Madrid est préoccupée par le nouvel accord militaire conclu entre les Etats-Unis et le Maroc. L’Espagne, qui n’arrive pas à renouveler son arsenal, redoute de voir le rapport de force changer, avec l’éventuelle livraison au Maroc du F-35, l’avion le plus cher et le plus performant du monde.

Cet accord signé le 2 octobre dernier, à l’occasion de la visite du chef du Pentagone, Mark Esper, à Rabat, fait gagner aux Forces armées royales (FAR), entre autres, la modernisation de leur flotte de F-16, l’avion de chasse qui a subi une série de modifications techniques et technologiques, ainsi que celle des chars blindés 6x6 Cougars et du système de missiles sol-air à longue portée MIM-104 Patriot, fait savoir le journal El Espanol, poursuivant qu’un contrat de 768 millions de dollars devant être achevé en février 2023, comme l’a annoncé le Pentagone, inscrit le Maroc parmi les 22 pays qui vont acquérir des missiles air-air avancés à moyenne portée (AMRAAM).

Les Etats-Unis, via cet accord, donneraient au Maroc les clés pour construire des drones et des radars, pour la surveillance et l’attaque, et effectuer des missions de renseignement, de surveillance et de reconnaissance des espaces terrestres et maritimes, de jour comme de nuit, allant jusqu’à 34 heures de suite, fait savoir publication.

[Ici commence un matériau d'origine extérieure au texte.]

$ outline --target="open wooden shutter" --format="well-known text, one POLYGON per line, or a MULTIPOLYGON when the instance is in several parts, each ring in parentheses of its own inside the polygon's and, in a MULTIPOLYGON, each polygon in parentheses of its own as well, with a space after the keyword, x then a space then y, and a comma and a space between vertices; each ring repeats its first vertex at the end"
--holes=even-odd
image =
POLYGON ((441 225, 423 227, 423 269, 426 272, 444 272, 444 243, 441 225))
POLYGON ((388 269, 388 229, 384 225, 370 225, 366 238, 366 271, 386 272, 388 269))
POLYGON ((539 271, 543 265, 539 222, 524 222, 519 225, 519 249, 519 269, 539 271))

Ainsi, le Royaume est en passe de rejoindre le club très fermé des pays qui auront accès au dernier joyau de la machine de guerre américaine, « qui ne peut être manœuvré jusque-là que par un millier de pilotes seulement », indique le journal ibérique.

Pour les chefs militaires espagnols, il est important que leur pays se dote de F-35 avant 2030, poursuit la même source, indiquant qu’avec ce transfert de technologie, Madrid redoute une réelle menace pour ses intérêts stratégiques et vitaux en Méditerranée et dans l’Atlantique.

L’autre source d’inquiétude pour l’Espagne, les volets cyber-sécurité et cyberdéfense contenus dans l’accord, avec l’installation, des antennes de la National Security Agency (NSA), du renseignement de la marine américaine rattachée au ministère de la Défense, ainsi que de la CIA, conclut le journal.